I'll take a look at the Silver Rumblers tomorrow. They have no knots or washers so I'll strip the necessary bits off the Thunderguts. However, if I examine the E-string and find it's the same diameter as the Thunderguts I really don't know if I'll bother: might move straight to the Pyramids.

Unforgotten
11-09-2014, 02:27 PM
Okay, so I've tried both the Pyramids and the Silver Rumblers now (both briefly.) As the Silver's come with no ends or knots I initially gave up trying to do a small, non-slip end knot and put the Pyramids on...
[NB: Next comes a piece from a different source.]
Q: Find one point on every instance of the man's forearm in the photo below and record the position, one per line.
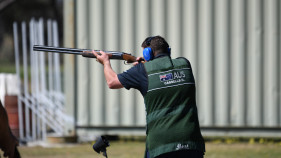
(111, 77)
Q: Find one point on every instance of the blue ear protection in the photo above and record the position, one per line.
(148, 53)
I only tried the Pyramids for one day so don't take much from this:

+ Metal strings so, if you're coming from something conventional like a P-Bass then you'll be right at home.
- Tension is odd (compared to a standard full length bass) but probably similar to rubber U Bass strings but as they're metal you're freaked out either way :)
~ Personal observation: rattly; but on a solid body you're not really noticing this so much (via headphones or amp) but as you're quite likely practising unplugged...
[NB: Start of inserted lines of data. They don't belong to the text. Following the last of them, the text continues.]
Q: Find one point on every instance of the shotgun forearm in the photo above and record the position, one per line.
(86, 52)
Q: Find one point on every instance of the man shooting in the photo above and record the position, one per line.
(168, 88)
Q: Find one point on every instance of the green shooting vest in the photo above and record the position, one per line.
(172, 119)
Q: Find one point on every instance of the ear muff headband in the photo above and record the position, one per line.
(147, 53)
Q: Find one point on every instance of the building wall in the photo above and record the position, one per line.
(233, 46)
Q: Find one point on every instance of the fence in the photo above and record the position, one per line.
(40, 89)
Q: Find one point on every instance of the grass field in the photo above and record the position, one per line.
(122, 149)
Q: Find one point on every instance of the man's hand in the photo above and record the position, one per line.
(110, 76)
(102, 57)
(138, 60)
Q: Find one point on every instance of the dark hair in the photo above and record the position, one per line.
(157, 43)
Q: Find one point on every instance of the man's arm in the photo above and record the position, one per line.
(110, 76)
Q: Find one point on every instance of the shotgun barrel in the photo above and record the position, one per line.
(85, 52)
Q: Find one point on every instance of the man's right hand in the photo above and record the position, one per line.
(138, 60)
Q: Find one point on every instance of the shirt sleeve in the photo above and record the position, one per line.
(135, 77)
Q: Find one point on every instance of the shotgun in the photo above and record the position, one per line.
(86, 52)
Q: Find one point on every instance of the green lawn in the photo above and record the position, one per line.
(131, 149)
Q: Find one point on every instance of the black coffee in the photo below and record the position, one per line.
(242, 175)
Anyway, I didn't like them for all the wrong reasons. They are quality strings and they do get you back to that solid body, electric vibe but oh deary me, I've been spoilt into thinking I've got a double-bass tucked away in my top pocket and I missed it too much :D

One other thought jumped out at me: whilst the U Bass is a short scale the fretboard width is relatively wide (to suit the fat strings obviously) and the Pyramids seemed so small they were kinda lost. More of an aesthetic thing that practical really but it struck me that, if you had a standard Ukulele (e.g. Tenor, Baritone) the neck would be a lot narrower and, if one were to convert something with the neck strength to handle it, Pyramids might give you a really "micro bass" in scale length and fretboard width. Something for the luthiers among you to think about.

After really not liking the Pyramids I had another go at the Silver ends and (I hope) I have a secure knot now; stripped the plastic washers from the Thunderguts.

+ Same width as the Stock Blacks
- Otherwise seem to be like the Thunderguts as in squeak, roll, friction etc.

I'm just letting them settle in at the moment but, if I didn't have Stock Black, I think these are the ones to go for. To re-iterate: I have a fretless so I'm biased towards the upright sound.

More updates later :)

kohanmike
11-09-2014, 06:48 PM
The other bass player in my uke group put Pyramids on his spruce top Kala u-bass by suggestion of our teacher, but a soon as I heard them, I didn't like the wound brass sound with the typical string slide noise, and agree, not enough like a bass fiddle. But I do like the sound of the Rotsound Tru-Bass on my Les Paul (hopefully the LaBella Deep Talkin' will be similar on the custom BGH Tele).

I'm going to add my preamp to the Bruce Wei u-bass (and also change the preamp in the GT MicroBass) and maybe do a video of both in the next few of days (taking my car in for work Tuesday and Wednesday, so I'll have time).